When it came to the gains reported in hiring, increases were broad based. Job increases were led by professional and business services, leisure and hospitality, and healthcare.

“The only large industry with significant employment weakness has been retail, where jobs have been flat since February of this year,” Caldwell says. “This makes sense given that real consumer spending on goods has declined slightly over that period, as consumers continue to normalize their spending patterns by shifting back into services.”

“Accordingly, employment in hotels has surged 3% over the past three months, arts and entertainment is up about 2%, and air transportation is up about 3%,” Caldwell notes.

On the wages front, average hourly earnings rose by $0.10, or 0.3%, to $32.08, the Labor Department said. Over the past 12 months, average hourly earnings have increased by 5.1%.

Caldwell notes that over the three months, wage growth has come in at a 4.2% average annualized growth rate. That’s a more subdued pace than during the second half of 2021, when it was running at close to 6%.

“This is a positive sign that inflation isn't getting entrenched in the economy,” he says. “Given the ongoing gains in employment, lower wage growth also signals that labor supply is expanding healthily.”

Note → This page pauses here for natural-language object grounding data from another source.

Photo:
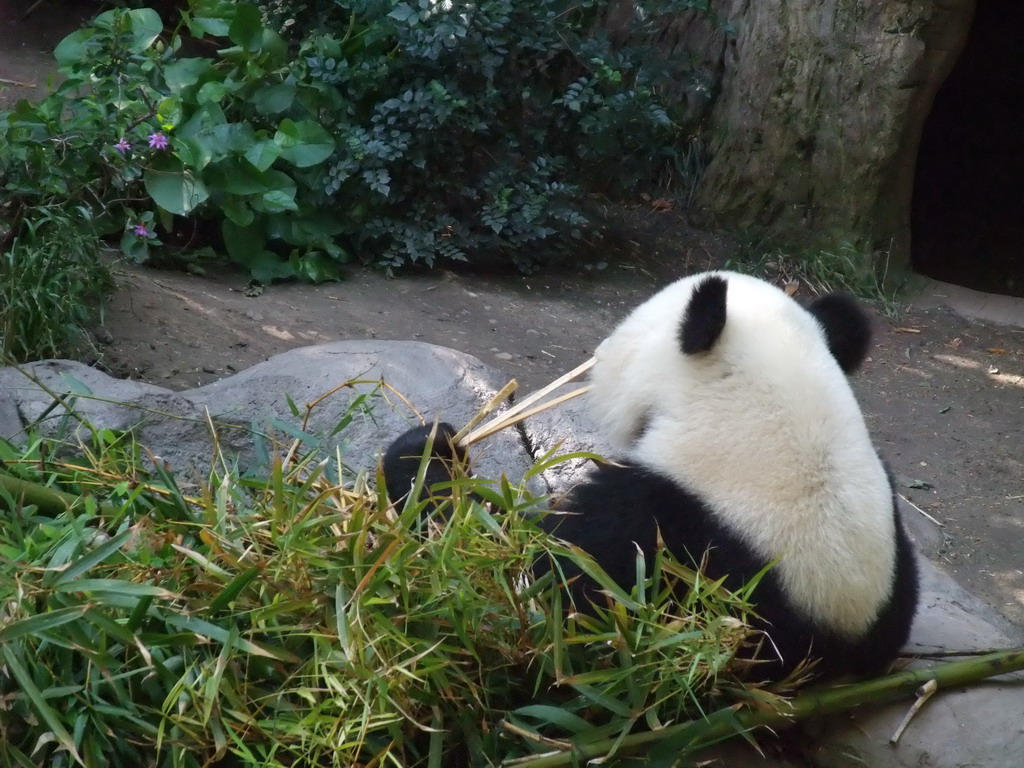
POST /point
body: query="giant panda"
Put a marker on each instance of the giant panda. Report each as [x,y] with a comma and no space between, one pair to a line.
[738,440]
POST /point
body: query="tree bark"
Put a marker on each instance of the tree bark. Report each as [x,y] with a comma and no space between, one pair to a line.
[816,111]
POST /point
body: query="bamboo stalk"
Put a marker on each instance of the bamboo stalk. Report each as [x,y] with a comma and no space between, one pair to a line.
[730,722]
[503,394]
[516,413]
[499,424]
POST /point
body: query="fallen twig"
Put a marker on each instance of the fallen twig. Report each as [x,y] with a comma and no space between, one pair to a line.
[519,412]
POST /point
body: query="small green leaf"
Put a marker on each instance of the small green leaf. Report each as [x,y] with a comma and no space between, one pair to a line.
[304,142]
[262,154]
[41,622]
[273,99]
[116,585]
[93,558]
[74,47]
[211,91]
[238,211]
[32,692]
[246,30]
[174,188]
[183,73]
[233,589]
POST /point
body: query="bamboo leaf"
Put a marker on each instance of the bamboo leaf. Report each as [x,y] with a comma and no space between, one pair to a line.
[93,558]
[117,586]
[233,589]
[41,623]
[35,696]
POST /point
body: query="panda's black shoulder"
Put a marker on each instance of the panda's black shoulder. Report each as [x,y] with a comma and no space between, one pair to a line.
[623,507]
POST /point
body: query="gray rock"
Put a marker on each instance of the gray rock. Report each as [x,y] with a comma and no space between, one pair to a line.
[981,727]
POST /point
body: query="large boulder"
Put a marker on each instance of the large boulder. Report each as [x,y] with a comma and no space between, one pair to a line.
[982,726]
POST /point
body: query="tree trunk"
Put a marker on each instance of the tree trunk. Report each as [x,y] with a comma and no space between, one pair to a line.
[816,113]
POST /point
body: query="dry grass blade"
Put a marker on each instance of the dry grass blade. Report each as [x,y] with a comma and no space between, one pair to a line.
[519,412]
[503,394]
[499,424]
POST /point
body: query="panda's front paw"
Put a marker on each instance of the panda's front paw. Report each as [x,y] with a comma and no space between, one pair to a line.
[402,458]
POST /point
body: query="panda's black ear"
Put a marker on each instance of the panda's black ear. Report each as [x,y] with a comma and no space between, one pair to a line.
[705,315]
[848,329]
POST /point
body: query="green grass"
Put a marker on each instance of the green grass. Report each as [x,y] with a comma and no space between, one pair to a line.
[51,282]
[284,619]
[843,268]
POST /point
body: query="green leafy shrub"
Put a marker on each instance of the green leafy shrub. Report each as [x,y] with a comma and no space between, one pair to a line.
[391,132]
[280,619]
[51,280]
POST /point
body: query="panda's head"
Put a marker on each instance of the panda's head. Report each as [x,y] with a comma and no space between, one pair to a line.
[721,359]
[727,386]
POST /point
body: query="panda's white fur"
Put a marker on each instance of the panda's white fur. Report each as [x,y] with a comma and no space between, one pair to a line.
[740,445]
[765,429]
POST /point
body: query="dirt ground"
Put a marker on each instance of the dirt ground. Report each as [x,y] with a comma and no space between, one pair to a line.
[944,396]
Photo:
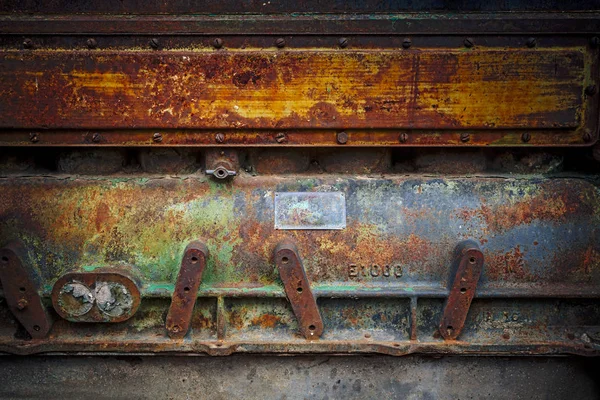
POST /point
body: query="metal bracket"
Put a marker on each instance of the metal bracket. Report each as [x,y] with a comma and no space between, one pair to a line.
[297,290]
[21,292]
[468,264]
[186,289]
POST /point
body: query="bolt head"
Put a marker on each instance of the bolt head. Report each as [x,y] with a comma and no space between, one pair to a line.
[217,43]
[591,90]
[531,42]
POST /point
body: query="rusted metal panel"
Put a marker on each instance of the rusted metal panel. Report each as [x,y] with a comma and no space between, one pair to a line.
[322,89]
[380,283]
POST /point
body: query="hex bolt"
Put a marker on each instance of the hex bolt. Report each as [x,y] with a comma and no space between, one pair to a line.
[22,304]
[531,42]
[91,43]
[280,42]
[591,90]
[217,43]
[280,137]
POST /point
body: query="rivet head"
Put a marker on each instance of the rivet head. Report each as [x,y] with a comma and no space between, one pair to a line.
[342,137]
[217,43]
[280,137]
[591,90]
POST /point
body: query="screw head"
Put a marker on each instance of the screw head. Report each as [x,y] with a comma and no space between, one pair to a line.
[22,304]
[280,137]
[280,42]
[591,90]
[217,43]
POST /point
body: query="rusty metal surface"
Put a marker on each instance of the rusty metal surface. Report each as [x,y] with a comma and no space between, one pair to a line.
[297,290]
[380,283]
[99,296]
[20,288]
[254,90]
[469,263]
[186,289]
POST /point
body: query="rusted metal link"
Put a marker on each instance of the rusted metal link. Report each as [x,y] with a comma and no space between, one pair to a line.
[21,292]
[468,264]
[99,296]
[186,289]
[297,290]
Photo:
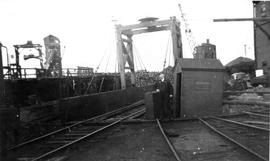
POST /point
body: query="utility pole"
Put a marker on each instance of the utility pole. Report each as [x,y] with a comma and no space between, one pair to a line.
[245,48]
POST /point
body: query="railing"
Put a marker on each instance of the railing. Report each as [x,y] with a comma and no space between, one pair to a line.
[22,73]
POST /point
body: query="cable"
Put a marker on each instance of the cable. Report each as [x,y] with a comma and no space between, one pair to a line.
[139,58]
[101,84]
[89,84]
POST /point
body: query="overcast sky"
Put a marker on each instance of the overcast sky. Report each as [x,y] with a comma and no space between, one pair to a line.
[86,28]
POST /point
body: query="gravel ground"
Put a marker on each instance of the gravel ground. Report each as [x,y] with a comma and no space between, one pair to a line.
[138,142]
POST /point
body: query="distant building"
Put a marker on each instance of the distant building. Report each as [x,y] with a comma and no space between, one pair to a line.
[262,34]
[205,50]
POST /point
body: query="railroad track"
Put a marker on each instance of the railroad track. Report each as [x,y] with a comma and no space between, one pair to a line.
[172,148]
[252,139]
[48,145]
[250,118]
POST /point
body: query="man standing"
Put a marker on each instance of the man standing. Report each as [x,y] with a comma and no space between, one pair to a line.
[165,89]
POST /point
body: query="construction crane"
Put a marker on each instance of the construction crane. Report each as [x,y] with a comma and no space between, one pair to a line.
[188,32]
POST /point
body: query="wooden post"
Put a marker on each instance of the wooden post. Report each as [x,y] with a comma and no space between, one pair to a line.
[120,57]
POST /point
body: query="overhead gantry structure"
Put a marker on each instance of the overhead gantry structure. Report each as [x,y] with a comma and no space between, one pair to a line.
[124,43]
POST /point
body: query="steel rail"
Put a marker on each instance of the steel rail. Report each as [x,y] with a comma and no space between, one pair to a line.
[240,123]
[168,141]
[84,137]
[255,114]
[76,124]
[234,141]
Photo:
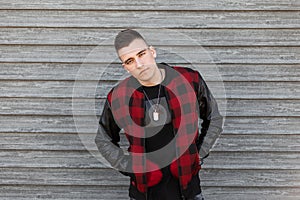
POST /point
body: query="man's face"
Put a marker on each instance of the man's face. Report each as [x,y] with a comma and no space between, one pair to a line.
[139,60]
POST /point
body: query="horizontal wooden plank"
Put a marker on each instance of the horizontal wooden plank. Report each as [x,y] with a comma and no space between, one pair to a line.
[262,142]
[236,108]
[63,192]
[169,54]
[114,72]
[248,193]
[63,177]
[204,37]
[73,142]
[104,193]
[153,5]
[110,177]
[216,160]
[88,124]
[262,125]
[252,160]
[161,19]
[92,89]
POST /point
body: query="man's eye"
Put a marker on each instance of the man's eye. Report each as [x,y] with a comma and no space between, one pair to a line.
[128,62]
[142,53]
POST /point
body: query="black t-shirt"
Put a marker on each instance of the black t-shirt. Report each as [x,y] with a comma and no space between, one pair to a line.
[160,134]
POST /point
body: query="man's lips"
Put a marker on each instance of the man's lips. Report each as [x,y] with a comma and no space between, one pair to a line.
[144,71]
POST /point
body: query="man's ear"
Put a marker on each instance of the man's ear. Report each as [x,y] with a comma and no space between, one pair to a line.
[153,51]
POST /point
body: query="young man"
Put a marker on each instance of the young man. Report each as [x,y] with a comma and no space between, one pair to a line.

Overall, Caldwell says, “demand for labor also still looks very strong, with the job vacancy rate still hovering around record levels. However, moderate wage growth shows that employers are not determined to fill these openings at any cost.”

When it comes to Fed policy, the June report doesn’t alter the landscape, Caldwell says. “Although the wage data is encouraging for the inflation threat being contained, today's report provides no reason for the Fed to change course from an expected 75-basis-point hike in the federal-funds rate in its July meeting,” he says.